Elasticsearch createWithPassThrough sometimes doesn't return WriteResult [1.0-M3] #1566

danelkotev · 2019-03-07T15:20:23Z

Hi,

I upgraded to 1.0-M3 version of Alpakka ES and it seems like there is a bug when using ElasticsearchFlow.createWithPassThrough - I'm not receiving WriteResult for all bulk documents.
Everything worked fine when I used 1.0-M1 version of Alpakka.
I know you have made some changes in ES, and I think it's related.

ennru · 2019-03-07T16:57:17Z

Thank you for reporting, that is definitely possible.

ennru · 2019-03-11T10:35:13Z

Do you have retrying enabled? When retrying at least order isn't kept.
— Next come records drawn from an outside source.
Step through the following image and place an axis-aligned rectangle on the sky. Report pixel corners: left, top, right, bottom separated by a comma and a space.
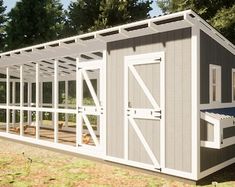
3, 0, 161, 17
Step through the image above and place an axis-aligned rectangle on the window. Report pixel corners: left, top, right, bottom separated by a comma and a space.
210, 64, 221, 103
232, 69, 235, 101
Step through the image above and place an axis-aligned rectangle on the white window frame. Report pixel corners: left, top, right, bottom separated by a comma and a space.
231, 68, 235, 102
209, 64, 222, 103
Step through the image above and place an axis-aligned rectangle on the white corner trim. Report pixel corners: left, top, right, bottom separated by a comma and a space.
191, 25, 200, 179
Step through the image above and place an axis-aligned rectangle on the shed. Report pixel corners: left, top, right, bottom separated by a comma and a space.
0, 10, 235, 180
danelkotev · 2019-03-11T15:59:00Z

Hi, I do use retrying and the problem is not with the order. It seems like some messages are missing. I have a unit test that can be used to produce the issue.
Anyways, when I not using retry mechanism, it seems like everything works as expected. On 1.0-M1 using retry mechanism yield the expected result.
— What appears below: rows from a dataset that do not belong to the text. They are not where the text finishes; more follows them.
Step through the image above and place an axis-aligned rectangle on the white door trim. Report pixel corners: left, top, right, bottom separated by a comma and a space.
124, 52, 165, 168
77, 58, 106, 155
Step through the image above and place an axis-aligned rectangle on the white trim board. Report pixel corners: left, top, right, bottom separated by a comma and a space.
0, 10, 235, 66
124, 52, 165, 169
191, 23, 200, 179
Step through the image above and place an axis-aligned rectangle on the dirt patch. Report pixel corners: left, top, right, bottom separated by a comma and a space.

ennru · 2019-03-12T05:52:38Z

Ok, so it seems related to retrying. Can you see (eg. in the log) if it actually retries in cases where you are missing WriteResults?

ennru · 2019-03-15T16:53:59Z

Please try creating a RetryLogic similar to RetryAtFixedRate and log and exceptions it receives in shouldRetry. It would be interesting to improve this back to the earlier behaviour.

danelkotev · 2019-03-23T22:53:49Z

I created a unit test with RetryAtFixedRate. This test reaches timeout. I don't see lost of messages in logs. Please review my test below and share your opinion.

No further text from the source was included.